HALIFAX — Nova Scotia has become the second province to sign a deal with Ottawa for regulated child care spaces that would lower the average cost of care to $10 per day over a five-year period.
The federal government's recent budget included more than $27.2 billion on child care for the provinces, provided they agree to targets on affordability, quality of care and training of early childhood educators.
Nova Scotia's Liberal government is joining British Columbia's NDP in accepting Ottawa's offer, and it has pledged to spend $605 million over the next five years on child care for children under the age of six.
A news release today from the federal government says Nova Scotia will achieve an average parent fee of $10 per day for all regulated child care spaces for children under six by the end of the 2025-26 fiscal year.
Prime Minister Justin Trudeau said today during a virtual news conference that by the end of 2022, Nova Scotians will see a 50 per cent reduction in the average cost of child care in regulated centres for children under six.

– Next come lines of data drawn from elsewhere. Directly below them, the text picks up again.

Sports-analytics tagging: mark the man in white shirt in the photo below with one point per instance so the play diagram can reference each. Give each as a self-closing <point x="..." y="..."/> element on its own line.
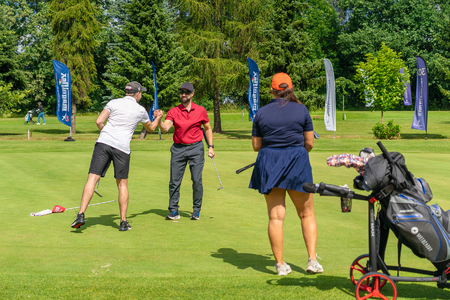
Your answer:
<point x="113" y="144"/>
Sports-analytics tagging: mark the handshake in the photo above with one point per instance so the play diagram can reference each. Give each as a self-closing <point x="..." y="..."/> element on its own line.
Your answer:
<point x="158" y="113"/>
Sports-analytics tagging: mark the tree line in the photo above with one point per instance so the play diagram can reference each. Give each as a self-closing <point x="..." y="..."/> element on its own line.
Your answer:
<point x="107" y="43"/>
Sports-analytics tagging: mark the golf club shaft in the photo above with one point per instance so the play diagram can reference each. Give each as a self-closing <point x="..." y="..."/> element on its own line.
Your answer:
<point x="206" y="140"/>
<point x="93" y="204"/>
<point x="217" y="172"/>
<point x="245" y="168"/>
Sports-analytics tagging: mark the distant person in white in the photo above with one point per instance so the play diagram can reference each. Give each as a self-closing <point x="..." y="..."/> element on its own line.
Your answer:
<point x="113" y="144"/>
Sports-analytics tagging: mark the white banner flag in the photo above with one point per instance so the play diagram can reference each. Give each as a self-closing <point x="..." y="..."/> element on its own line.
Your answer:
<point x="330" y="102"/>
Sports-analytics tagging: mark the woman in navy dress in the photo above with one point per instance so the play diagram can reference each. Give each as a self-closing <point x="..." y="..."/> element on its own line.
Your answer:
<point x="283" y="135"/>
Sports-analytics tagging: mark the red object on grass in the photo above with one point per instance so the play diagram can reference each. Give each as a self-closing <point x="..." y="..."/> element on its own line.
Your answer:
<point x="58" y="208"/>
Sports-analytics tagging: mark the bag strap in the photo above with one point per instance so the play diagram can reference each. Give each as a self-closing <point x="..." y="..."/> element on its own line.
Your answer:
<point x="399" y="250"/>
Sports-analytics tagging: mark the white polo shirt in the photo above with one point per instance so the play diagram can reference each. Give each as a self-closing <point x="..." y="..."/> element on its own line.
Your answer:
<point x="124" y="115"/>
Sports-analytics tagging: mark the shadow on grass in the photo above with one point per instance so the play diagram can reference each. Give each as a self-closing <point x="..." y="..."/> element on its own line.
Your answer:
<point x="321" y="282"/>
<point x="62" y="131"/>
<point x="327" y="282"/>
<point x="246" y="260"/>
<point x="113" y="220"/>
<point x="162" y="213"/>
<point x="237" y="134"/>
<point x="421" y="136"/>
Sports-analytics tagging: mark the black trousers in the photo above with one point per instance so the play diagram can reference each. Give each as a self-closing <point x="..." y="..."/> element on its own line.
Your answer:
<point x="181" y="155"/>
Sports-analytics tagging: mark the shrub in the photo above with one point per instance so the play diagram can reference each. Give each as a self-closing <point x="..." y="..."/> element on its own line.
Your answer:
<point x="389" y="131"/>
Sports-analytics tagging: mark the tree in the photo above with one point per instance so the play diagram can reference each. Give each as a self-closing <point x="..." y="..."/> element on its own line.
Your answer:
<point x="37" y="55"/>
<point x="381" y="83"/>
<point x="74" y="26"/>
<point x="405" y="26"/>
<point x="442" y="62"/>
<point x="343" y="86"/>
<point x="10" y="60"/>
<point x="13" y="80"/>
<point x="145" y="36"/>
<point x="292" y="46"/>
<point x="10" y="100"/>
<point x="219" y="37"/>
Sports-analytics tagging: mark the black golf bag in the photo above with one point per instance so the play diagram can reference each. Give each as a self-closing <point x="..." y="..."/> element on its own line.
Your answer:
<point x="403" y="198"/>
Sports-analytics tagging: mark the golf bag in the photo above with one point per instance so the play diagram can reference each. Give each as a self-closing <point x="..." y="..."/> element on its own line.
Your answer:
<point x="30" y="114"/>
<point x="403" y="198"/>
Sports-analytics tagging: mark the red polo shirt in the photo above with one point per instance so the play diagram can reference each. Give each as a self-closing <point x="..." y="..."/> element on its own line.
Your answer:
<point x="188" y="128"/>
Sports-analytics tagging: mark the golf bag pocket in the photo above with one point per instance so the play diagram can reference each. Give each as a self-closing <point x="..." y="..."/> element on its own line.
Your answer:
<point x="416" y="226"/>
<point x="442" y="216"/>
<point x="423" y="189"/>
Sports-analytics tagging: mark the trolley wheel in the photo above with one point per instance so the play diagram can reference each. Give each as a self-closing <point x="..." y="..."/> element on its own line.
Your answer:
<point x="359" y="268"/>
<point x="369" y="286"/>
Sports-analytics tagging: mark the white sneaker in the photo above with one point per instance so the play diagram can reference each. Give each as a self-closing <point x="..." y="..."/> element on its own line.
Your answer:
<point x="283" y="269"/>
<point x="313" y="266"/>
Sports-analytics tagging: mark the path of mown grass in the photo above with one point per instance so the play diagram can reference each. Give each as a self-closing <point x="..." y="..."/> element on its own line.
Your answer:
<point x="226" y="255"/>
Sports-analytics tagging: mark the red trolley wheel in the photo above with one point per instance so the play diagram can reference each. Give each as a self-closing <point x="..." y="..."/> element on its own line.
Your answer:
<point x="359" y="268"/>
<point x="369" y="286"/>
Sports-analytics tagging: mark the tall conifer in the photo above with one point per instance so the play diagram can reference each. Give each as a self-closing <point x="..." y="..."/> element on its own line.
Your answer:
<point x="144" y="33"/>
<point x="74" y="26"/>
<point x="290" y="48"/>
<point x="219" y="36"/>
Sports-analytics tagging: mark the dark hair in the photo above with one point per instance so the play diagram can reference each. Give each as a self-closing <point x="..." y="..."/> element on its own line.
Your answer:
<point x="287" y="94"/>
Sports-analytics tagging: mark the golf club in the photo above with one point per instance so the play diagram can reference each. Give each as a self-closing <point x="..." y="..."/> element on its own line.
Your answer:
<point x="221" y="187"/>
<point x="245" y="168"/>
<point x="204" y="135"/>
<point x="96" y="190"/>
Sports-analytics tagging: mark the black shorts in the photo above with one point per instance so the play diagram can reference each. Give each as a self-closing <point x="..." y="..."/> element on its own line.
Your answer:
<point x="102" y="157"/>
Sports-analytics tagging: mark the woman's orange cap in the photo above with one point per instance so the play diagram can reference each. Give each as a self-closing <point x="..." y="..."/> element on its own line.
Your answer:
<point x="280" y="78"/>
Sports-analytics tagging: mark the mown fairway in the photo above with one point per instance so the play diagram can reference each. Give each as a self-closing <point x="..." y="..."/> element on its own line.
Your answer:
<point x="224" y="255"/>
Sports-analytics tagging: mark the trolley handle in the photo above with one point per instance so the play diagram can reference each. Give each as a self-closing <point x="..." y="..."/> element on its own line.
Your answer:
<point x="332" y="190"/>
<point x="322" y="187"/>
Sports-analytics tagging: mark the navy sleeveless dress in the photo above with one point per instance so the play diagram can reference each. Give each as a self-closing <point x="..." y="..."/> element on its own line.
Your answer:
<point x="283" y="161"/>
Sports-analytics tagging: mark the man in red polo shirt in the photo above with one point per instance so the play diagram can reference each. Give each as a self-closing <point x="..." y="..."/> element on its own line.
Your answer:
<point x="188" y="118"/>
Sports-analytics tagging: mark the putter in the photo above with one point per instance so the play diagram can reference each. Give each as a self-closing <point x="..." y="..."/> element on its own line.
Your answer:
<point x="221" y="187"/>
<point x="204" y="135"/>
<point x="96" y="190"/>
<point x="245" y="168"/>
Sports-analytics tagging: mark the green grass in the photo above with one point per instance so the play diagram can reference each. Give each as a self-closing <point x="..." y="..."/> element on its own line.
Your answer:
<point x="225" y="255"/>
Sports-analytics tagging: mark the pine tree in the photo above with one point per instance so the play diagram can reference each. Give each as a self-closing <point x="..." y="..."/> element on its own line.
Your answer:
<point x="219" y="37"/>
<point x="13" y="80"/>
<point x="74" y="26"/>
<point x="290" y="48"/>
<point x="37" y="51"/>
<point x="142" y="34"/>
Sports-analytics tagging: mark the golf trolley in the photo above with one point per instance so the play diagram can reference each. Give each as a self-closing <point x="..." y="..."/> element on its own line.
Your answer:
<point x="402" y="209"/>
<point x="28" y="119"/>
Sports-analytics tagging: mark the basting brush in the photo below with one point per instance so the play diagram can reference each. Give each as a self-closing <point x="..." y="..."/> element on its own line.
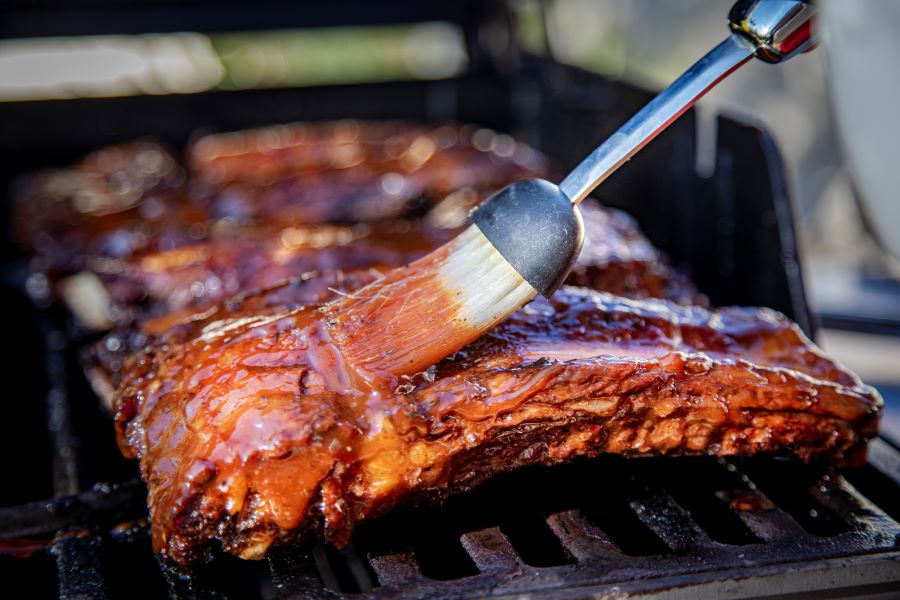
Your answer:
<point x="524" y="239"/>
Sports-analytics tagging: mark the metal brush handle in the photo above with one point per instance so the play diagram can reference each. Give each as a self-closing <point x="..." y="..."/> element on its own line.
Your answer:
<point x="772" y="30"/>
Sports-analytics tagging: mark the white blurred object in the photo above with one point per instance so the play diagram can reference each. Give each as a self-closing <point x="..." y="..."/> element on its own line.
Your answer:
<point x="114" y="65"/>
<point x="863" y="52"/>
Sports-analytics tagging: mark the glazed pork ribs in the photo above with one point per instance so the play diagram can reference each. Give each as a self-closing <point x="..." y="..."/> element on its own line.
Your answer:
<point x="251" y="430"/>
<point x="132" y="232"/>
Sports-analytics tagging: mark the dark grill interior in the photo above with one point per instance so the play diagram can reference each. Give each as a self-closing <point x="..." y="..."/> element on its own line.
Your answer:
<point x="73" y="517"/>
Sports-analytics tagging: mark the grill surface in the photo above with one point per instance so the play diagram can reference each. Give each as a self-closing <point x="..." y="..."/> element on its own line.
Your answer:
<point x="742" y="527"/>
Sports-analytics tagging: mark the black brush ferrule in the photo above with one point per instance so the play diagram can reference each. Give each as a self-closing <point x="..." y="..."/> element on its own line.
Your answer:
<point x="536" y="228"/>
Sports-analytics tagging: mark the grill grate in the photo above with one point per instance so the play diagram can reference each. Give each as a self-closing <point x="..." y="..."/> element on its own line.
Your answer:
<point x="605" y="525"/>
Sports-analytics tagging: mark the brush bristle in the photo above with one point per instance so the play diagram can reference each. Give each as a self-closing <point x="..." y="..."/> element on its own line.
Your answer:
<point x="415" y="316"/>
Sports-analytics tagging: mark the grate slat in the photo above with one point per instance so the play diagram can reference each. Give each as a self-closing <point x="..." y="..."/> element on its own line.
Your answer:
<point x="671" y="523"/>
<point x="581" y="539"/>
<point x="491" y="551"/>
<point x="396" y="570"/>
<point x="78" y="566"/>
<point x="294" y="575"/>
<point x="103" y="504"/>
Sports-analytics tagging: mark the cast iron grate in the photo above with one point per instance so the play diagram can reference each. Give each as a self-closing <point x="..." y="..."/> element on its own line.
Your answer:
<point x="606" y="525"/>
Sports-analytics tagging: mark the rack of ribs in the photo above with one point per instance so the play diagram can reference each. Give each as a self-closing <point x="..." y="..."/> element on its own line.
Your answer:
<point x="147" y="235"/>
<point x="250" y="430"/>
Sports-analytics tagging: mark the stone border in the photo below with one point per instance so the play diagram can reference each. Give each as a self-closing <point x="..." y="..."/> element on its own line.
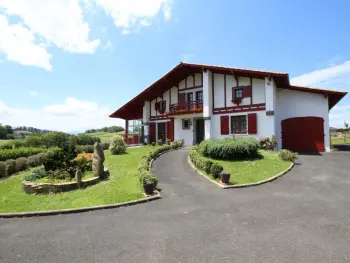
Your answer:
<point x="82" y="209"/>
<point x="47" y="188"/>
<point x="223" y="186"/>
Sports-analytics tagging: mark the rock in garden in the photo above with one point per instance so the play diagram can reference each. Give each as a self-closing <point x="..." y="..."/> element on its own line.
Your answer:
<point x="97" y="161"/>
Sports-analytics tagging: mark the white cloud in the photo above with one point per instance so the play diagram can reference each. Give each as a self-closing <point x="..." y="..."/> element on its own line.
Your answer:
<point x="43" y="24"/>
<point x="68" y="116"/>
<point x="33" y="93"/>
<point x="18" y="44"/>
<point x="318" y="76"/>
<point x="130" y="14"/>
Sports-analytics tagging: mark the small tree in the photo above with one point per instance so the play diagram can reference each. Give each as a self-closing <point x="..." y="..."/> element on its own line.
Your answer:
<point x="118" y="145"/>
<point x="346" y="124"/>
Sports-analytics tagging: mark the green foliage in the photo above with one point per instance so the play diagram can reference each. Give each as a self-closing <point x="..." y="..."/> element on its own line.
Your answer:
<point x="145" y="175"/>
<point x="216" y="169"/>
<point x="118" y="145"/>
<point x="287" y="155"/>
<point x="36" y="174"/>
<point x="199" y="161"/>
<point x="21" y="164"/>
<point x="85" y="148"/>
<point x="267" y="143"/>
<point x="34" y="161"/>
<point x="2" y="169"/>
<point x="10" y="167"/>
<point x="6" y="154"/>
<point x="230" y="149"/>
<point x="60" y="159"/>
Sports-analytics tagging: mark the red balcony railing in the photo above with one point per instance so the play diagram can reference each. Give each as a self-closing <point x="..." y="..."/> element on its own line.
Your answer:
<point x="186" y="108"/>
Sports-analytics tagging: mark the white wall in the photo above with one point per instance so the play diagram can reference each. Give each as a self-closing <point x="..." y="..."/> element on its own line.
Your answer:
<point x="291" y="103"/>
<point x="187" y="135"/>
<point x="262" y="129"/>
<point x="258" y="91"/>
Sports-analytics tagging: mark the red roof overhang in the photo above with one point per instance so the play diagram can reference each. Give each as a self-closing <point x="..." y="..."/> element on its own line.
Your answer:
<point x="133" y="109"/>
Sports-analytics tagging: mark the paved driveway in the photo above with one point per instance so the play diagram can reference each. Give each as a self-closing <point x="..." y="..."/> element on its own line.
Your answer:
<point x="302" y="217"/>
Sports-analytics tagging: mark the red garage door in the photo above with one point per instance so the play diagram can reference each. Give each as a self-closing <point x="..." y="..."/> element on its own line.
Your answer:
<point x="303" y="134"/>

Trudeau says the agreement will create 4,000 new, regulated early learning and child care spaces within two years and a total of 9,500 spaces by the 2025-26 fiscal year.
Ottawa says the deal with Nova Scotia will expand not-for-profit and public delivery of early learning and child care "with the goal of moving to a fully not-for-profit and publicly managed system."
"I’m proud that our province is at the forefront of making this a reality for Nova Scotian families," Nova Scotia Premier Iain Rankin told reporters at the news conference, adding he is expecting his first child in November.
Nova Scotia currently invests $132.6 million in early learning and child care annually, including $54 million for pre-primary and more than $75 million for the child care sector.